Le Maroc table aussi sur cette présence estudiantine subsaharienne pour assurer ses lendemains : «Le droit à l’éducation est certes mentionné dans la constitution, mais le Maroc pense aussi business : quand vous faites venir un étudiant étranger, vous ne faites pas venir ''qu’un'' étudiant : vous faites aussi venir de futures compétences susceptibles de rester au Maroc et de participer au développement de l’économie du pays.» Lionel Nzamba note aussi que cet attrait pour les universités et écoles marocaines «permet de désengorger certaines universités d’Afrique centrale qui connaissent des dysfonctionnements, comme le Congo ou le Gabon, qui ont du mal à faire fonctionner leurs universités».

…mais des étudiants parfois démunis

Du côté des étudiants subsahariens, d’après les observations de Lionel Nzamba, beaucoup repartent dans leurs pays respectifs même si, admet-il, aucune statistique n’est pour l’heure disponible. Parmi ceux qui repartent, certains ont eu au Maroc une mauvaise expérience et se sont heurtés au racisme et à la discrimination.

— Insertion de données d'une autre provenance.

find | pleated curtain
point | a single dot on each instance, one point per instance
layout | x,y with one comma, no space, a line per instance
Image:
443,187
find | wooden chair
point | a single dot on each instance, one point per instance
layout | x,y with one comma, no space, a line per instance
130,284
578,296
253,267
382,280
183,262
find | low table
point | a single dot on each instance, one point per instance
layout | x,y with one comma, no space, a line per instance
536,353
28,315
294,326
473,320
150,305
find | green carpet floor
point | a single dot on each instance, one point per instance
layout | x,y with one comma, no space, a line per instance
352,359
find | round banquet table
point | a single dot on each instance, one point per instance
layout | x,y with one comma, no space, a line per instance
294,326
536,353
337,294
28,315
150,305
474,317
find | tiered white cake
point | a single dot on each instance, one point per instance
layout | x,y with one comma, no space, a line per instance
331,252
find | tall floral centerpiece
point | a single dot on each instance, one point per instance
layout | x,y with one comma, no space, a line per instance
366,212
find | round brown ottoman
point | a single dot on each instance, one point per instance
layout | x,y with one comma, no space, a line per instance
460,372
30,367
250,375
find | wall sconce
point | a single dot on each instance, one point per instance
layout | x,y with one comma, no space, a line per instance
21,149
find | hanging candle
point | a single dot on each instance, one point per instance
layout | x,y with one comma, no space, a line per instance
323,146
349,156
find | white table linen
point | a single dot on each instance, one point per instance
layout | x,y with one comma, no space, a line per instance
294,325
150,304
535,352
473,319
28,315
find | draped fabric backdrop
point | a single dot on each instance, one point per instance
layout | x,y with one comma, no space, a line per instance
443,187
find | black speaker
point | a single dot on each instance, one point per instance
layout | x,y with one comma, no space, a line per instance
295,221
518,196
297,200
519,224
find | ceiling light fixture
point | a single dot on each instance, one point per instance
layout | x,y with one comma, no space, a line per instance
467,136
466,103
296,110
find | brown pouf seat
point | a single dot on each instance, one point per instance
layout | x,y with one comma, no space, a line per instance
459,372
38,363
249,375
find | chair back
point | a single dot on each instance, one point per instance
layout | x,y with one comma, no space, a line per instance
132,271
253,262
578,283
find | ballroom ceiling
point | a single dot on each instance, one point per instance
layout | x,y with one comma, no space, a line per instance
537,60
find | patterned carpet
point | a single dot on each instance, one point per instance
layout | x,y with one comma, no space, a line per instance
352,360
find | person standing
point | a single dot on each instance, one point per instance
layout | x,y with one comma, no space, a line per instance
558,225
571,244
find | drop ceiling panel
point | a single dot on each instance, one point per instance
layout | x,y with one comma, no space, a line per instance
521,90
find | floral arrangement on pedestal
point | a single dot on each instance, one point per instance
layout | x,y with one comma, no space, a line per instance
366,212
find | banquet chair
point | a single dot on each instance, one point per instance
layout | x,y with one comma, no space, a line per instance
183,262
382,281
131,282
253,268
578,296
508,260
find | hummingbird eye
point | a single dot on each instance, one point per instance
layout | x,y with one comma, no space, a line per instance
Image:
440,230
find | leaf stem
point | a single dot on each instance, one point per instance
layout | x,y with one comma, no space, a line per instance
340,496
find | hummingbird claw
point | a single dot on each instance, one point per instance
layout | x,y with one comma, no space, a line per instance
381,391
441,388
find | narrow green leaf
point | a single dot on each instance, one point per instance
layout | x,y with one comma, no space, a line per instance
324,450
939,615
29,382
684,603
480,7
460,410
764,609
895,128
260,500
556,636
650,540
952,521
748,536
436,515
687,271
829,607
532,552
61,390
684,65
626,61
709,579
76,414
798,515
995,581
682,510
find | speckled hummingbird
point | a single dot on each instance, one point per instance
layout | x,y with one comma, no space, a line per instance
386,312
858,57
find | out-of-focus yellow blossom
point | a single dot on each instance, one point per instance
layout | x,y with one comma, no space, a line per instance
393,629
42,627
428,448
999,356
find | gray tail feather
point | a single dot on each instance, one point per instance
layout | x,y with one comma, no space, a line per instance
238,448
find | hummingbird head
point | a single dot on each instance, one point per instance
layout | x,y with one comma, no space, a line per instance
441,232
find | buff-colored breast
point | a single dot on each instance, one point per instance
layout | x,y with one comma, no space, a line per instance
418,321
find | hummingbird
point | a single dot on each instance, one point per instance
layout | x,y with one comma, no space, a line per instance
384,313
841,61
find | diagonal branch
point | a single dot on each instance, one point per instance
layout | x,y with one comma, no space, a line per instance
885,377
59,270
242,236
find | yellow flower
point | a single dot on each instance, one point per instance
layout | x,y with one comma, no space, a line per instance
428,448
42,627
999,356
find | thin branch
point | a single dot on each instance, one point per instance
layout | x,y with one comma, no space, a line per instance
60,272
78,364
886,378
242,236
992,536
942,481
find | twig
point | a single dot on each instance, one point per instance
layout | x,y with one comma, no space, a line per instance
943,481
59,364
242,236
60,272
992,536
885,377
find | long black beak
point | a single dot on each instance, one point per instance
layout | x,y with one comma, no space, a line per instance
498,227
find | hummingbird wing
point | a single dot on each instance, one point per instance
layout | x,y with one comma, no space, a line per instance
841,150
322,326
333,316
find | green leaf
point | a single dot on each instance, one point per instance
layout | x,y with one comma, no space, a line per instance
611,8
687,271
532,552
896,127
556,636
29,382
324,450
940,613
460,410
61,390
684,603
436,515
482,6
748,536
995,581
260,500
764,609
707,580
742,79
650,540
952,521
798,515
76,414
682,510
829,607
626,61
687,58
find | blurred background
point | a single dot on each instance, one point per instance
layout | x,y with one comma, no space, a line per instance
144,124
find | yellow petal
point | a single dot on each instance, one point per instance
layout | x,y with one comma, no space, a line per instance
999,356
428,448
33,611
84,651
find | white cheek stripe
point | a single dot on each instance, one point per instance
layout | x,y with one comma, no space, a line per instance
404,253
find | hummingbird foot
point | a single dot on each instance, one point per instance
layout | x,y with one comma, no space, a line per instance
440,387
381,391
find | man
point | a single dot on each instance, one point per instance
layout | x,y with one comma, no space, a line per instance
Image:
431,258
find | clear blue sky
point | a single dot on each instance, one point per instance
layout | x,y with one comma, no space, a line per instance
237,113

«Ce ne sont pas eux qu’on peut considérer comme des ambassadeurs du Maroc. Ils sont restés focalisés sur des préjugés alors que, côté marocain, j’observe que la population s’est adaptée à la présence étrangère, en l’occurrence subsaharienne, au Maroc.»

Lionel Nzamba 

Pour le doctorant-chercheur, «la décision de quitter le Maroc répond à une série de questions telles que l’adaptation sociale, les conditions de vie, etc., et prend en considération les débouchés au Maroc, la possibilité de poursuivre les études ou de s’engager dans une activité professionnelle». Et d’ajouter enfin : «Pour ceux encore en formation, le départ du Maroc est parfois précipité et justifié pour certains par des évènements personnels ou académiques (degré de satisfaction de l’enseignement reçu, suppression de la bourse, etc.). Ceux dont la volonté de rester au Maroc est plus forte nagent à contre-courant et poursuivent leurs études dans le public ou le privé sans aucune bourse, ni de l’AMCI (Agence marocaine de coopération internationale, ndlr), ni même de leur État. Alors, partir ou rester ? Pour les étudiants, c’est une question soit de détermination, soit de moyens financiers. Il ne serait donc pas étonnant de trouver d’anciens étudiants en ''situation administrative irrégulière'' toujours au Maroc.»

L'ouvrage

«Migrants au Maroc. Cosmopolitisme, présence d’étrangers et transformations sociales» est un ouvrage collectif coédité par la Fondation Konrad Adenauer Stiftung de Rabat et le Centre Jacques Berque, fin 2015, dans la perspective d’«apporter une plus-value à la recherche sur les migrations, tout en interrogeant différentes réalités et concepts régulièrement diffusés, en particulier dans le contexte du Maroc contemporain».

L'auteur

Lionel Nzamba est juriste, doctorant-chercheur en droit public à la Faculté des sciences juridiques, économiques et sociales de Rabat-Agdal. Il travaille pour l’organisation Cités et gouvernements locaux unis-Afrique (CGLU-Afrique), qui soutient la coopération internationale entre les villes et leurs associations et facilite la mise en place de programmes, de réseaux et de partenariats afin de renforcer les capacités des gouvernements locaux. Il vit au Maroc depuis 2005.